We either deal with illegal mining menace or perish –CSOs Warn Mahama

0
10
Mr Ken Ashigbey, Member of anti-galamsey coalition

The Ghana Coalition Against Illegal Mining has delivered a searing call to President John Dramani Mahama to act with urgency and courage in halting what it calls an “ecocidal genocide” devastating Ghana’s land, water and people.

The coalition, representing a broad alliance of civil society organisations, presented its statement to the President during a meeting with CSOs at the Jubilee House on Friday, October 3, 2025. Their message was clear: the galamsey menace has gone beyond being an environmental problem; it has become a full-blown public health emergency, a human rights violation and a national security threat.

Drawing on hard scientific evidence, the group cited findings from the Mercury and Heavy Metals Impact Assessment conducted by Pure Earth and the Environmental Protection Agency (EPA), alongside testimony by the UN Special Rapporteur on Toxic Substances in 2023.

These reports, they said, provide “an irrefutable and alarming body of evidence” that Ghana is poisoning itself through unchecked illegal mining.
The assessment revealed mercury concentrations in Konongo Zongo soil at 56.40 ppm — more than 560 percent above the safety threshold. Arsenic contamination in the same community hit 10,060 ppm, exceeding permissible playground limits by over 400 times.

Even more alarming, water sources in Konongo Odumase contained arsenic levels 330 times above Ghana’s national limit. “This is a nation poisoning its own life-support systems,” the coalition stated.
The consequences are already visible in human lives. The coalition highlighted children diagnosed with kidney disorders, mercury pellets lodged in their bodies, and research linking hundreds of spontaneous abortions to placental contamination.

Mercury’s neurotoxic effects, they warned, are impairing the cognitive development of Ghanaian children — a generational loss that cannot be undone.
The devastation extends to agriculture and food systems. Over 1.2 million hectares of farmland have been destroyed, displacing more than half a million farmers and undermining food security. “From kontomire to tubers, the very crops we grow are becoming vectors of toxic metals,” the coalition warned.

Meanwhile, rivers across five regions — Central, Western, Eastern, Ashanti, and Western North — are contaminated, forcing water treatment plants to shut down or deliver unsafe water to millions of Ghanaians.
In the face of this crisis, the coalition demanded not more dialogue, but decisive action. They challenged President Mahama to present a concrete roadmap for ending galamsey, complete with clear benchmarks, timelines, and measurable outcomes.
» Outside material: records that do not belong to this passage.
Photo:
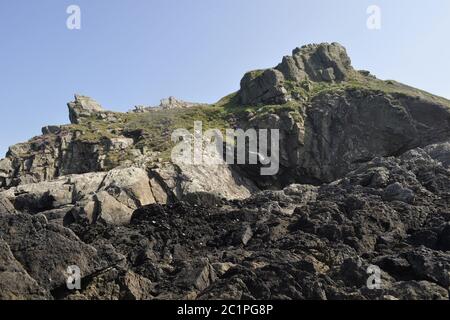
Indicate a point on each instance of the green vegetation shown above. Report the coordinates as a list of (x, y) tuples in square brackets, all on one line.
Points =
[(152, 130)]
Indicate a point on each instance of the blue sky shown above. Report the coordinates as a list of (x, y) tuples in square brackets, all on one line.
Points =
[(139, 51)]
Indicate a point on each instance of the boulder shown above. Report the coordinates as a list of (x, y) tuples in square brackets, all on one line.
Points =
[(396, 192), (111, 210), (130, 186)]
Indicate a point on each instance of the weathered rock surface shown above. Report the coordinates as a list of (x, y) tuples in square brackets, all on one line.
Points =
[(363, 185), (259, 248), (323, 62)]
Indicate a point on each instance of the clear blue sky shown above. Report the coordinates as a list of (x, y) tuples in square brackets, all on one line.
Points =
[(139, 51)]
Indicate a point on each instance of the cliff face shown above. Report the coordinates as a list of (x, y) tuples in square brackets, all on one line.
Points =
[(350, 145)]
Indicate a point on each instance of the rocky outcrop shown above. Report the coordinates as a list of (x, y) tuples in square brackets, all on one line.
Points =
[(337, 132), (316, 63), (363, 185), (83, 107)]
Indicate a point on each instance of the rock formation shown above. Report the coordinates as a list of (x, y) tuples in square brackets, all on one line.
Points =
[(364, 183)]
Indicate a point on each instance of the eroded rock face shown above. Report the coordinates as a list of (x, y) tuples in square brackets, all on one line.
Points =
[(15, 282), (303, 242), (337, 132), (45, 251), (374, 168)]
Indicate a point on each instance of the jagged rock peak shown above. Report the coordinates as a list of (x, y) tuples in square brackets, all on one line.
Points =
[(315, 62), (174, 103), (83, 106)]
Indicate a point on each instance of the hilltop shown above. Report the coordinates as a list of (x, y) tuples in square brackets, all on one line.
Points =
[(363, 180)]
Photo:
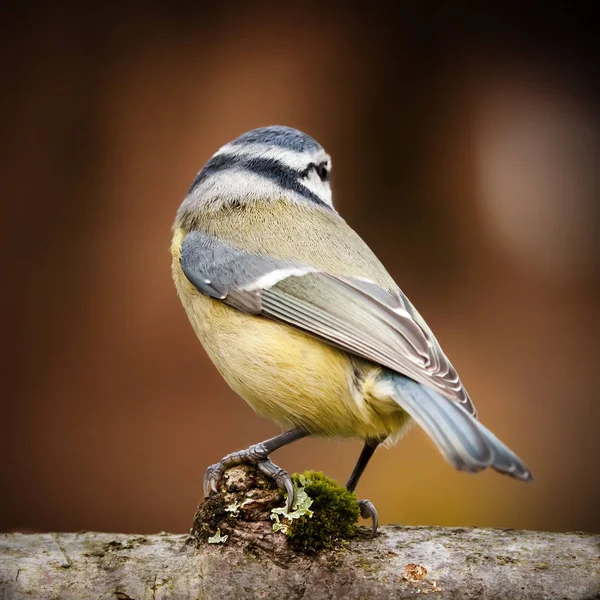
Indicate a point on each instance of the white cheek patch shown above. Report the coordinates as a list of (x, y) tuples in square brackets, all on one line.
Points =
[(320, 188)]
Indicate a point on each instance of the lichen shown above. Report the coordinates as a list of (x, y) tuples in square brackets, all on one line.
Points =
[(329, 518), (217, 538)]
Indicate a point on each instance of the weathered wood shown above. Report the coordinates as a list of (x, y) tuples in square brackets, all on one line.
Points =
[(459, 563), (254, 562)]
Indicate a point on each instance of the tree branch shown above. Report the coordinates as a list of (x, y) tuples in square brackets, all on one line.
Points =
[(254, 562)]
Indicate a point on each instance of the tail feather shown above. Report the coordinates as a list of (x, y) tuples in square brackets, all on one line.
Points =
[(463, 440)]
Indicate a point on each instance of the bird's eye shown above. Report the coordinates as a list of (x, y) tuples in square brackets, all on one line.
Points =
[(322, 171)]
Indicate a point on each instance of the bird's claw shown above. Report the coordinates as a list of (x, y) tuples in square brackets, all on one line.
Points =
[(368, 511), (214, 473)]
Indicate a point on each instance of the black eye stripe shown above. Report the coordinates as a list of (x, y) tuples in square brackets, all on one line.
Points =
[(286, 177)]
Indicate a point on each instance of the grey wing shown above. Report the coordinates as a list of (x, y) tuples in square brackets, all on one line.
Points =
[(354, 314)]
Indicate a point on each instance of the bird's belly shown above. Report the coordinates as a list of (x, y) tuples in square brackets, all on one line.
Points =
[(285, 374)]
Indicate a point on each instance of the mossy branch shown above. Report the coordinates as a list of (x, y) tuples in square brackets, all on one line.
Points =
[(246, 559)]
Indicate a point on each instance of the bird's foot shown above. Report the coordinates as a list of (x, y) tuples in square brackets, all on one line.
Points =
[(255, 455), (368, 511)]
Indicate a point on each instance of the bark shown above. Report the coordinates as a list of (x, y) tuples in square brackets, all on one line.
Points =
[(254, 562)]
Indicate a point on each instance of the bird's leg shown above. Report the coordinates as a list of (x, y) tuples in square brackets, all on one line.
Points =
[(257, 455), (367, 510)]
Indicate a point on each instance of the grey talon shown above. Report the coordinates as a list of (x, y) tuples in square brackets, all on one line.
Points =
[(368, 511), (257, 455)]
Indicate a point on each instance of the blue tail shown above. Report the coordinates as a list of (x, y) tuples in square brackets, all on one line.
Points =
[(461, 438)]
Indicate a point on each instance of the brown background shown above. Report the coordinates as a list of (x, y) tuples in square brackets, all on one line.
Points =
[(466, 151)]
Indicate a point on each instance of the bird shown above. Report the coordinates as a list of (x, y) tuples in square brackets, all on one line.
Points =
[(304, 322)]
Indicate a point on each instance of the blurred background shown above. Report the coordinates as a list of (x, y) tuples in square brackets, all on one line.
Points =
[(466, 148)]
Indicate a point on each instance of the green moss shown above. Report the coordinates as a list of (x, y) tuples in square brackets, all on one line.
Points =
[(331, 518)]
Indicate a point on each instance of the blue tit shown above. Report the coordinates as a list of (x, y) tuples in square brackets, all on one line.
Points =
[(304, 322)]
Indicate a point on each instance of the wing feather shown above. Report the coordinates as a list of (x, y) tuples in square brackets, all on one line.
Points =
[(352, 313)]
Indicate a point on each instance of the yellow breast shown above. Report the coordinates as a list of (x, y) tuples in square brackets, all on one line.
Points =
[(283, 373)]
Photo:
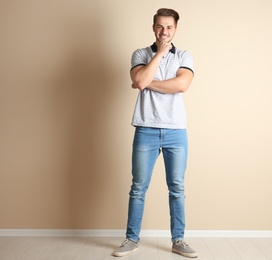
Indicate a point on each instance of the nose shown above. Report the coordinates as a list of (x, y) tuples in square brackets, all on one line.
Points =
[(163, 31)]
Among their pressing demands were answers to four questions: What benchmarks will compel the President to declare a state of emergency? What progress has been made in prosecuting galamsey kingpins, including politically exposed persons identified in the Frimpong Boateng report?

When will the promised fast-track courts be established? And what performance indicators have been set for MMDCEs and police commanders in galamsey endemic areas — and what penalties exist for failure?
The coalition further urged the President to provide protection for anti-galamsey activists facing persecution, confiscate and reclaim lands destroyed by illegal mining, and investigate chiefs complicit in the practice.

They also called for an end to the mass deportation of foreign suspects, insisting that offenders be tried in Ghana under the country’s mining laws.
On transparency, the group pressed for daily publication of water quality data, monthly reports on rivers and forests, and quarterly studies on food safety in mining-affected areas.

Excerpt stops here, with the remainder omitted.